Harbaugh may feel underappreciated, and before you dismiss that, consider his persona, and the wobbling program he took over. He’s 74-25 in eight seasons here. UM was 55-46 in the eight seasons before his arrival. If an unpredictable mindset is part of what makes him an excellent coach, you find a way to deal with it.

The departure of former president Mark Schlissel, who was detached and imperious, should help. The arrival of Ono, who’s personally engaging and actively connected with athletics, seems to be key. In today’s wildly evolving college football, UM must adjust with the rules, and that also means enhanced commitment to NIL and recruiting resources.

Michigan’s recruiting hasn’t been as stellar the past couple seasons, and one theory is, Harbaugh’s NFL gaze affects it.
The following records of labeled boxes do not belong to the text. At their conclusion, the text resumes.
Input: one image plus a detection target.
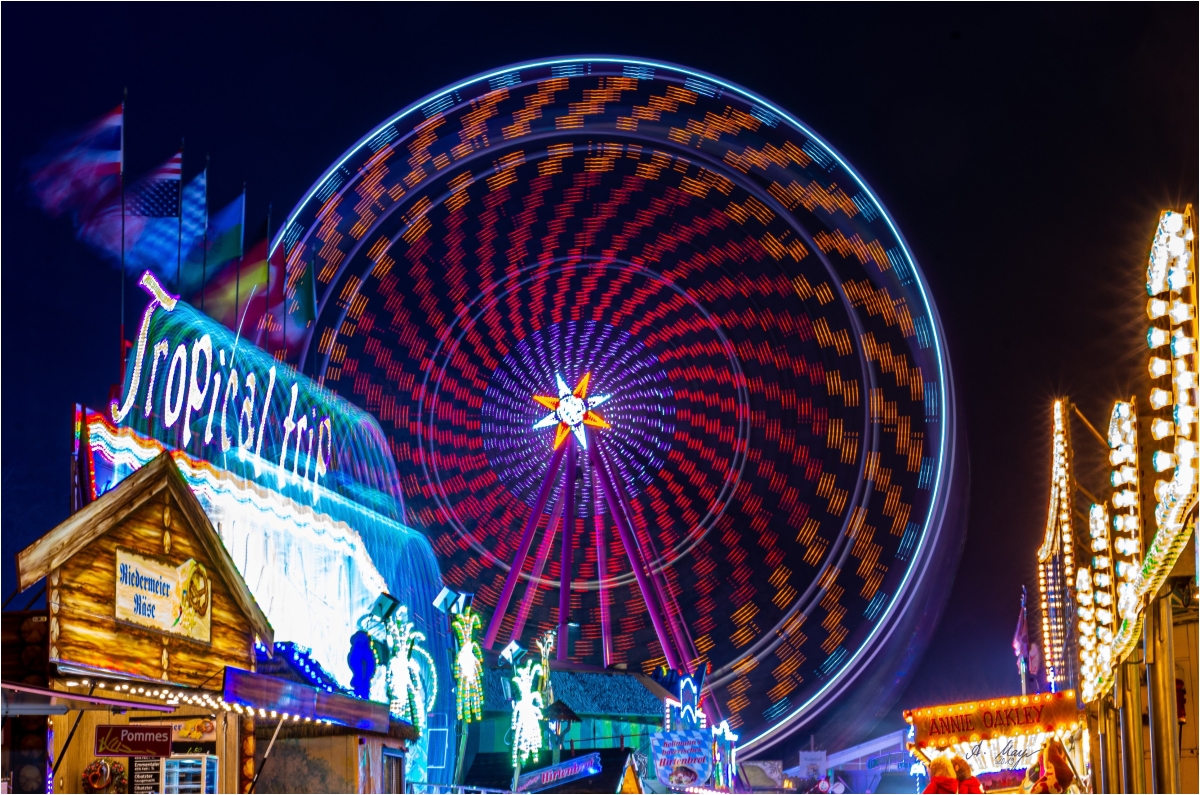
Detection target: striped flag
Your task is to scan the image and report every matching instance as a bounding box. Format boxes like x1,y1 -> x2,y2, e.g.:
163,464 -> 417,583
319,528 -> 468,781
78,151 -> 184,277
28,104 -> 125,217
Another theory is, UM has been slow to embrace NIL opportunities to pay athletes. Neither is easily provable. UM did load up in the transfer portal recently, and the Wolverines have the benefit of continuity and top-notch coaches. For those who fret about players leaving, most departures were expected, unrelated to Harbaugh’s status, and the most important guy, Corum, opted to stay.

There’s too much potential still here, too much yet to be done, or won. Instead of worrying about decisions by the kids — players coming and going — Michigan should worry about locking the adults in the room – president, AD, coach — until they agree on the plan that’s best for the program.